Y aunque perder un zapato probablemente no sea la principal preocupación de los bogotanos, este riesgo latente entre los viajeros de la estación de Shinjuku, resulta también válido para establecer un paralelismo con una serie de circunstancias que terminan por convertirse en obstáculos para que los habitantes de esta capital alcancemos el estado que en estas líneas llamaré felicidad. Entendido este término no como un espíritu festivo o la propensión a interminables celebraciones, ni como una actitud positiva y estoica frente a la adversidad. Tampoco pretende este artículo profundizar en los aspectos neurológicos que se desarrollan con suficiencia y precisión en los trabajos de uno de los grandes referentes de la Universidad del Rosario, el doctor Leonardo Palacios.
El tipo de felicidad que traigo a colación es más de carácter institucional que personal y hace referencia al reconocimiento de la búsqueda de este estado como un fin legítimo de las sociedades. Para alcanzar este noble propósito no basta con plasmarlo como un derecho constitucional, como sucede con la carta política de los Estados Unidos de América, ni incluirlo como uno de los pilares del plan de gobierno de mandatarios dictatoriales populistas en Suramérica, sino que es necesario llevarlo a la práctica con políticas púbicas efectivas, infraestructura, cobertura de salud, seguridad y justicia, lo que ciertamente resulta mucho más difícil que conservar los zapatos al salir del tren.
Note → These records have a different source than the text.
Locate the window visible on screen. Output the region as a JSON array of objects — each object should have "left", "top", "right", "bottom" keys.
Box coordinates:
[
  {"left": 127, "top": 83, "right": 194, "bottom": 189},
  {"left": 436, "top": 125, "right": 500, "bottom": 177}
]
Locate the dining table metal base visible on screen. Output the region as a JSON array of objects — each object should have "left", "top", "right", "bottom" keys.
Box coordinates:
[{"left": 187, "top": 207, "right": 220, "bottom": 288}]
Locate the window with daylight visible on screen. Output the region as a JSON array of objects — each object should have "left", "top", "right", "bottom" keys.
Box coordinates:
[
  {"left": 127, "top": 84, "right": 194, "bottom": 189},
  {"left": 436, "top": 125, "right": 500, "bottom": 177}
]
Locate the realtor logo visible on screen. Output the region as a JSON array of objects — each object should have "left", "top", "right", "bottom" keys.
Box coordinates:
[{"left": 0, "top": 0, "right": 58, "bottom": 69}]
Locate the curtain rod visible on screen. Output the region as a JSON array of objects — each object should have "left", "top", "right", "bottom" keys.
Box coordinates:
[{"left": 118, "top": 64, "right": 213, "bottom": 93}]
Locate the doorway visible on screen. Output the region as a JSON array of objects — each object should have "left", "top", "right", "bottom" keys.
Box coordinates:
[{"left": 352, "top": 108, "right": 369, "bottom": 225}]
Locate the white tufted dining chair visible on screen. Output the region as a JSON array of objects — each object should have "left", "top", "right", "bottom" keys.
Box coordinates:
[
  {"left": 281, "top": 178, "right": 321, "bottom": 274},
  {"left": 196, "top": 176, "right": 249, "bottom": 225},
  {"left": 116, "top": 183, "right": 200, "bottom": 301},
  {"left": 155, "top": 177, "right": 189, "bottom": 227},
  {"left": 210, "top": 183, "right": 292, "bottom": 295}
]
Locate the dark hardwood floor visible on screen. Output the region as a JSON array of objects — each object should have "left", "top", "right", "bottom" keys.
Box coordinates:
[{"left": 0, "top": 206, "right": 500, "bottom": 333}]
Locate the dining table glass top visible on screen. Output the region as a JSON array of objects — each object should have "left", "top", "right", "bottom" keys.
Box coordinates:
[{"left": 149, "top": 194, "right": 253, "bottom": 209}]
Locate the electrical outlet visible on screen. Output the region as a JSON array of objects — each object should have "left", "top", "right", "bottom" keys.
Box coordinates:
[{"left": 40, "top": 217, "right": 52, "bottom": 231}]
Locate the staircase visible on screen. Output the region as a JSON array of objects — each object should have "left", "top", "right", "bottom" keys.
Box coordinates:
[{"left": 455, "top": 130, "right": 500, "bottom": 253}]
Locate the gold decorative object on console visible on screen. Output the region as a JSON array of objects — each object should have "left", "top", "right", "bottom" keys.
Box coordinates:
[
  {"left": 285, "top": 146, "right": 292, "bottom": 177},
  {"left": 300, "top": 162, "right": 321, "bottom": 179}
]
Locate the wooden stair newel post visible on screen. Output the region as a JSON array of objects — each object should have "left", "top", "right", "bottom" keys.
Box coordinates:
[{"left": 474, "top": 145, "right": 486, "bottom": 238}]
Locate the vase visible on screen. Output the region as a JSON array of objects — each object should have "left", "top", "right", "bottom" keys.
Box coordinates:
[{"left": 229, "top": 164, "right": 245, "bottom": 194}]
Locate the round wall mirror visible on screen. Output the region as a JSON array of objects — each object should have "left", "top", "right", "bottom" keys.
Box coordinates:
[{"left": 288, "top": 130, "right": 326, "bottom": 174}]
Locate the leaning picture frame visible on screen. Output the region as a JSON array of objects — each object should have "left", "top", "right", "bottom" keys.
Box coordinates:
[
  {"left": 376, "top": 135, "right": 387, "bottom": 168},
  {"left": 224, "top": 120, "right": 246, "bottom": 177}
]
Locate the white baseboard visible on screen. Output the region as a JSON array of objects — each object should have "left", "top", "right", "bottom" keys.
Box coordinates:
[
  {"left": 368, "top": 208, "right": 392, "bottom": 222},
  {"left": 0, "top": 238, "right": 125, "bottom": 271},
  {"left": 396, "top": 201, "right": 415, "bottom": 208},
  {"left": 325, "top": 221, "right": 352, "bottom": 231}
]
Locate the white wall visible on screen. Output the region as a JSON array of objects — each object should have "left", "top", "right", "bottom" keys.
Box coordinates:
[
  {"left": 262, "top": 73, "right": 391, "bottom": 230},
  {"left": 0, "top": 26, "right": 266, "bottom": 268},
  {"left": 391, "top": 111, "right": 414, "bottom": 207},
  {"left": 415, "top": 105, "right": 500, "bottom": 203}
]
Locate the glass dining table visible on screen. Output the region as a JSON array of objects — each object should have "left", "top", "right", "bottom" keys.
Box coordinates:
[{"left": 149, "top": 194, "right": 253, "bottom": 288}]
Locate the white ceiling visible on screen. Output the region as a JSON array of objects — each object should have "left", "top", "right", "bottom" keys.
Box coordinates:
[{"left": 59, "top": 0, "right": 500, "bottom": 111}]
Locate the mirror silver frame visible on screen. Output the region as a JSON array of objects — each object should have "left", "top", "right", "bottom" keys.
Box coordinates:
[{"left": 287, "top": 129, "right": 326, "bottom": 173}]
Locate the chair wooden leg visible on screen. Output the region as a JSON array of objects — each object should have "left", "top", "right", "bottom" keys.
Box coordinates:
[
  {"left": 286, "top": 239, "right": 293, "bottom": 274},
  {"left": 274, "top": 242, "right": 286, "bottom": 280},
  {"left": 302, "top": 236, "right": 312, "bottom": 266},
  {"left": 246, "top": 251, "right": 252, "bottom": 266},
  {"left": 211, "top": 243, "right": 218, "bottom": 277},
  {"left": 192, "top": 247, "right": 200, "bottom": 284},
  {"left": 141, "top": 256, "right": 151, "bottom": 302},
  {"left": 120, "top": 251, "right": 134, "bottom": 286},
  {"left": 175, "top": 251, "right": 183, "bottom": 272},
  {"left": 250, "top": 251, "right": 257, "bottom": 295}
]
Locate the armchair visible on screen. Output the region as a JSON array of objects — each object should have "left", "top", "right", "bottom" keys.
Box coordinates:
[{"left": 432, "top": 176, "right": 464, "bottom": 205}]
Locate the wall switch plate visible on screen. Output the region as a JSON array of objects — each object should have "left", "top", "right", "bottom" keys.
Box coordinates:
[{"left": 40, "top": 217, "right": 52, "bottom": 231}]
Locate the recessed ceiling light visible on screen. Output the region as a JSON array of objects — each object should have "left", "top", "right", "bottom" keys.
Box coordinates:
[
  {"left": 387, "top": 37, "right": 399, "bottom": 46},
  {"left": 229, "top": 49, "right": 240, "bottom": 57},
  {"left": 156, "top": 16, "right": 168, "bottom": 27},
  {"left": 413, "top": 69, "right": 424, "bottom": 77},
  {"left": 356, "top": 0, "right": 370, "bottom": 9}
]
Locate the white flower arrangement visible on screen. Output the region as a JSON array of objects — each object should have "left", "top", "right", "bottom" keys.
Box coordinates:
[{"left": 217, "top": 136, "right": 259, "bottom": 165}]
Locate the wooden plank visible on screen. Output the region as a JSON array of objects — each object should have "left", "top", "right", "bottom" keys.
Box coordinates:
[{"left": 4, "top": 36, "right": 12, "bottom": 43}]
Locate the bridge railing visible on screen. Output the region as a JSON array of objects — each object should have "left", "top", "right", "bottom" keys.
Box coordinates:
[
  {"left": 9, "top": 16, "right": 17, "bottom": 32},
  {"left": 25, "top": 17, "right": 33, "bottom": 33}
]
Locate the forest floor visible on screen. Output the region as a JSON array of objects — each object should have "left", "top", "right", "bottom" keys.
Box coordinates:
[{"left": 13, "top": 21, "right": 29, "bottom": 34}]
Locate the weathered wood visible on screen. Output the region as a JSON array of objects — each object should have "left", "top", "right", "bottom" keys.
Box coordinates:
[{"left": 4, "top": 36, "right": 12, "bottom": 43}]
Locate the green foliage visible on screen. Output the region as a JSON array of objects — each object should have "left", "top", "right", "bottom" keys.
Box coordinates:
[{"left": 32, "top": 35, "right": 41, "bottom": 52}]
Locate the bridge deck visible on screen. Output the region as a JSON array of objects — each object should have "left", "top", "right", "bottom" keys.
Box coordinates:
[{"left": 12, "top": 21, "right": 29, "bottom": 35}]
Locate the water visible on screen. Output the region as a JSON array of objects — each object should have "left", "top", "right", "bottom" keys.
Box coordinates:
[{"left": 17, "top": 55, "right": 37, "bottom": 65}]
De la misma forma en la que el joven Tsukuru, protagonista de la novela de Murakami, encuentra justificable la actitud de los apesadumbrados viajeros, es posible también entender el grisáceo velo que en cualquier mañana amenaza con cubrir la vida de los bogotanos, que no solo deben lidiar con un transporte público insuficiente e inhumano, la inseguridad y los interminables desplazamientos, sino también con dificultades mucho más profundas como más de una década de administraciones locales desastrosas y el mar de dudas que deja la actual, alimentadas por la anacrónica y peligrosa lucha de clases que promueven soterradamente algunos precandidatos presidenciales, que hacen del resentimiento y la frustración su mayor capital político, mientras que la ciudad continúa creciendo de manera poco sana y la búsqueda de la felicidad corre en muchos casos la misma suerte de los zapatos perdidos en la estación.
A todo esto podría sumarse el fenómeno un tanto más etéreo, que un poco en broma y muy en serio, Carlo M. Cipolla señalaba como “una de las más poderosas y oscuras causas que impiden el crecimiento del bienestar y la felicidad humana”[1]: la estupidez, sobre la que el historiador italiano agregaba “Una persona estúpida es una persona que causa un daño a otra persona o grupo de personas sin obtener, al mismo tiempo, un provecho para sí, o incluso obteniendo un perjuicio”[2]. Esto en esencia nos convierte a todos los habitantes de esta ciudad, sin excepción aplicable, en potenciales estúpidos, debido a la precaria concepción y aceptación que tenemos del ‘otro’ y no se trata de un clamor por la ilimitada tolerancia frente a la degradación de las personas y las más respetables instituciones, como la familia, sino de la legitima demanda de reconocimiento de todos los individuos como sujetos de derecho… Y claro está, de deberes, lo que también parece ser una tarea pendiente.
No pretende este breve escrito imponer una visión fatalista o determinista de las cosas, muy por el contrario es un llamado de atención a interesarnos más por los aspectos que inciden en mayor o menor medida en nuestro propio bienestar y a aprovechar al máximo las posibilidades que se nos presentan para hacer la diferencia, tal vez sea tiempo de entender que aportamos más a la sociedad acudiendo a las urnas cuando somos convocados, realizando cada día nuestro trabajo con honestidad y profesionalismo y respetando los derechos de las personas que nos rodean, que inundando las redes sociales con publicaciones vacuas, que en el mejor de los casos se pierden en la maraña de estos medios, e incluso llegan a acabar con la armonía entre colegas, amigos y familiares. Entonces, solo entonces, podremos dejar de preocuparnos cada mañana por evitar perder un zapato y empezar a remplazar el sombrío gris de nuestras fotografías por tonos más alegres.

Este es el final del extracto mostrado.